Permanent bus drivers after 3 years.

Who cannot be tenured?

A teacher teaching on any kind of temporary certificate.

A teacher teaching in a federally funded position.

*Note — if you have already gained tenure and then move to a federally funded position, you will not lose your tenure.

What does tenure mean?

It defines your due process rights as prescribed in state law.

Quoting from La. Revised Statute 17:443 —

A permanent teacher shall not be removed from office except upon written and signed charges of willful neglect of duty, or incompetence or dishonesty, or being a member of or contributing to any group, organization, movement, or corporation that is by law or injunction prohibited from operating in the state of Louisiana and then only if found guilty after a hearing by the school board of the parish.

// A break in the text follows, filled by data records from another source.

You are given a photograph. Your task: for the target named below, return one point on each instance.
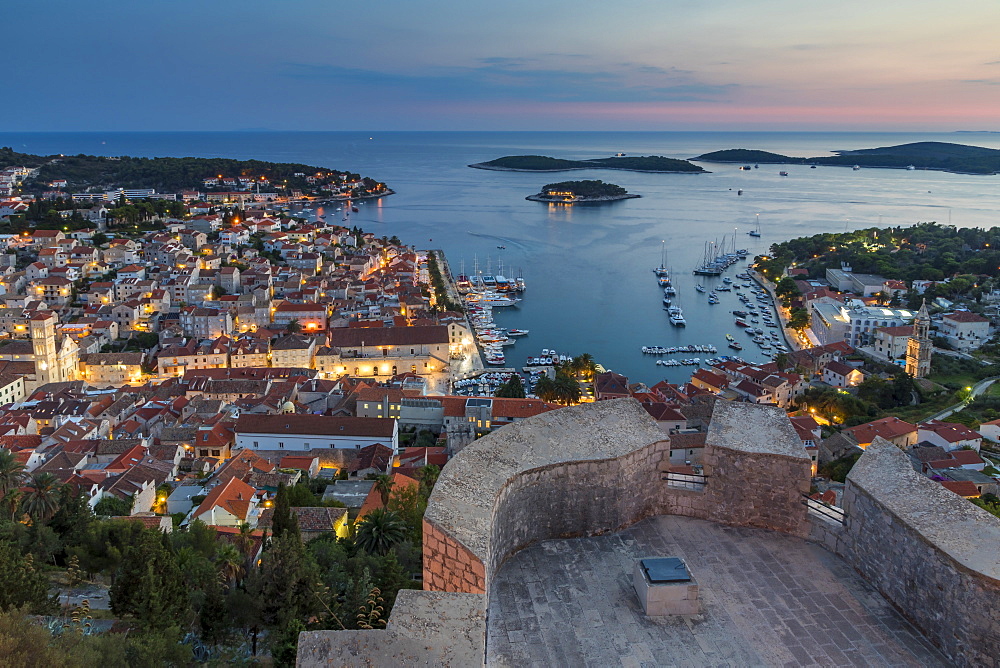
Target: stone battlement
(601, 467)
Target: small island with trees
(541, 163)
(932, 155)
(580, 192)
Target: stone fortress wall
(600, 467)
(931, 553)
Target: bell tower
(919, 347)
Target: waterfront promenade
(472, 363)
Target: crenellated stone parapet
(930, 552)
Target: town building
(310, 432)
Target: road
(977, 389)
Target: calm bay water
(590, 288)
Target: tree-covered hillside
(925, 251)
(168, 174)
(920, 155)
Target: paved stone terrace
(768, 600)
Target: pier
(473, 364)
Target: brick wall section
(762, 490)
(449, 565)
(933, 554)
(576, 499)
(747, 486)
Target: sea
(588, 268)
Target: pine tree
(282, 519)
(149, 585)
(23, 583)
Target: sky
(918, 65)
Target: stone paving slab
(768, 600)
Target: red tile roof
(888, 428)
(965, 316)
(235, 497)
(965, 488)
(952, 432)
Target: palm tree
(11, 473)
(42, 499)
(379, 531)
(229, 561)
(545, 389)
(587, 365)
(383, 484)
(244, 540)
(567, 389)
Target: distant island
(541, 163)
(92, 174)
(580, 192)
(942, 156)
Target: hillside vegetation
(922, 155)
(586, 188)
(164, 174)
(541, 163)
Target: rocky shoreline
(492, 168)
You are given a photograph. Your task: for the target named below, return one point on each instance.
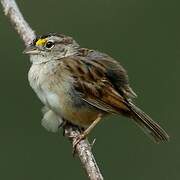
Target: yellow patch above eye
(41, 42)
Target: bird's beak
(31, 50)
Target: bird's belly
(64, 105)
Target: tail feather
(150, 127)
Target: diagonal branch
(27, 35)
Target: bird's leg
(86, 132)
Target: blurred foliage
(145, 37)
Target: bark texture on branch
(83, 149)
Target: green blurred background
(145, 36)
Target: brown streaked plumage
(82, 85)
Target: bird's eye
(49, 44)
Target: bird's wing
(101, 81)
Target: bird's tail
(150, 127)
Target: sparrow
(81, 86)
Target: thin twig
(25, 32)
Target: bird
(82, 86)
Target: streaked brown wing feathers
(96, 89)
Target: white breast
(52, 96)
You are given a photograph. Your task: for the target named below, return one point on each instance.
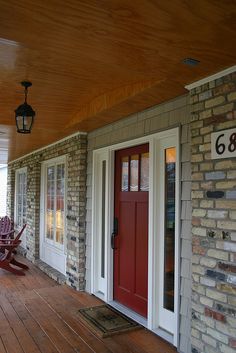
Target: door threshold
(128, 312)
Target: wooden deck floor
(38, 315)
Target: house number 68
(220, 147)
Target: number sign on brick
(223, 144)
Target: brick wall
(213, 221)
(76, 150)
(3, 190)
(169, 114)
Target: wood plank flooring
(38, 315)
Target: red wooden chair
(7, 257)
(6, 227)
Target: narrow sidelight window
(103, 219)
(169, 232)
(55, 202)
(21, 197)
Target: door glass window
(137, 167)
(103, 219)
(169, 234)
(144, 171)
(125, 174)
(55, 202)
(134, 172)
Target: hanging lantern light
(24, 113)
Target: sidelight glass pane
(144, 177)
(125, 174)
(103, 219)
(60, 203)
(21, 198)
(169, 242)
(134, 172)
(50, 203)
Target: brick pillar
(213, 221)
(76, 205)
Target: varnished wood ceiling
(93, 62)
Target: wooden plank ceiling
(93, 62)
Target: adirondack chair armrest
(8, 233)
(9, 245)
(6, 240)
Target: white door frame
(52, 255)
(154, 251)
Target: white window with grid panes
(53, 213)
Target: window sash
(55, 203)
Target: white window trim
(108, 154)
(19, 171)
(59, 251)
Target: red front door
(131, 239)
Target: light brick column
(213, 221)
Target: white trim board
(207, 79)
(48, 146)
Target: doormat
(106, 321)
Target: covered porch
(39, 315)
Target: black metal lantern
(24, 113)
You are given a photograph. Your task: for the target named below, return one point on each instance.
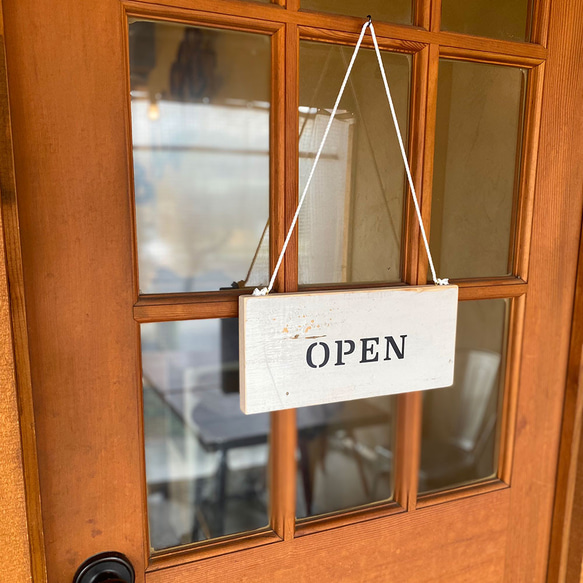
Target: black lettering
(309, 358)
(391, 343)
(340, 353)
(366, 349)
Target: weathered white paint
(311, 348)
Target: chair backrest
(480, 371)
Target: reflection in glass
(396, 11)
(477, 146)
(205, 460)
(459, 442)
(351, 223)
(200, 125)
(345, 456)
(504, 19)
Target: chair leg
(359, 465)
(221, 493)
(305, 469)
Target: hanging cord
(436, 280)
(266, 290)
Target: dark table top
(220, 424)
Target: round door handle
(110, 567)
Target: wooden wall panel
(67, 78)
(14, 545)
(549, 303)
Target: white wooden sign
(312, 348)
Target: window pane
(351, 222)
(459, 442)
(477, 146)
(397, 11)
(200, 125)
(504, 19)
(205, 460)
(345, 456)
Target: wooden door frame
(21, 533)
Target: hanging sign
(311, 348)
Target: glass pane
(205, 460)
(345, 456)
(477, 146)
(459, 442)
(200, 125)
(351, 222)
(504, 19)
(397, 11)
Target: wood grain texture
(283, 438)
(332, 22)
(67, 89)
(549, 304)
(566, 556)
(68, 85)
(297, 350)
(15, 557)
(17, 348)
(458, 542)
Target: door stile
(11, 253)
(566, 551)
(552, 270)
(528, 166)
(283, 423)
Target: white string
(436, 280)
(266, 290)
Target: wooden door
(69, 204)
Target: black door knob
(108, 567)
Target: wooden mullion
(310, 525)
(229, 20)
(409, 405)
(350, 38)
(461, 492)
(489, 57)
(422, 13)
(17, 326)
(256, 16)
(509, 391)
(539, 29)
(417, 160)
(211, 548)
(283, 423)
(197, 310)
(435, 24)
(491, 292)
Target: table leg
(222, 492)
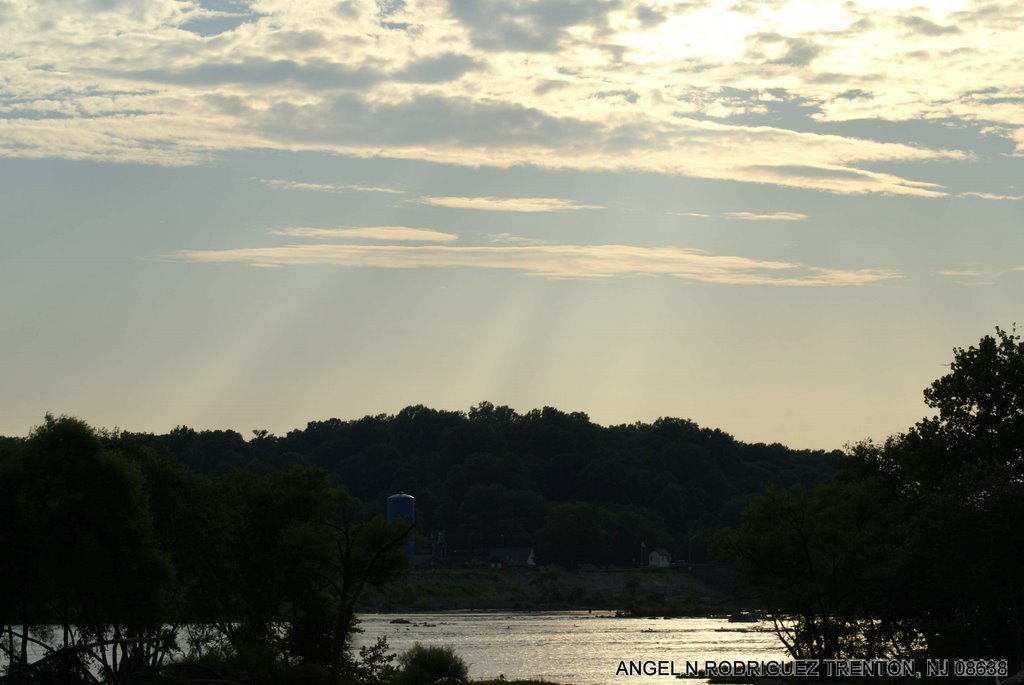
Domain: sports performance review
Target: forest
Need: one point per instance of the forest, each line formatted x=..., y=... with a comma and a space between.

 è In short, only the school board (not administration) can remove a tenured teacher from office and then only after tenure charges have been filed, a tenure hearing has been held, and the teacher has been found guilty.

è The courts have long recognized that a suspension without pay constitutes “a removal from office.”  A tenured teacher must be paid until found guilty.

Can a tenured teacher be fired?

Yes, tenure does not exist to protect “bad teachers.”  It is the due process provided in law that protects ALL teachers from an atmosphere where politics and favoritism rule the day.

Is tenure important?

Teacher tenure exists for very good reasons.  Without it, teachers have little protection from favoritism on the part of administrators.  Tenure is also a firewall that protects academic freedom, the ability to teach without fear of reprisal.  It is a vital protection and a key professional right. The Federation will vigorously fight any efforts to water down the state’s tenure law. 

Forces Gathering in Baton Rouge to Change or Abolish Tenure

 A study done by the Washington, D.C. based National Council on Teacher Quality claims that Louisiana could attract and keep good teachers if we would just take away their tenure, give them merit pay, and privatize their retirement system.

 It appears that Governor Jindal and Superintendent Paul Pastorek are trying to use the back door of the legislative process by proposing legislation that will allow school boards to opt out of certain state laws, tenure being one of them.

 What we have seen thus far 2010 of the Jindal/Pastorek agenda is not encouraging.  Voucher schemes, charter schools, state takeovers—all share one crucial point with the tenure study:  There is no evidence that any of them will improve education or build a better future for our children.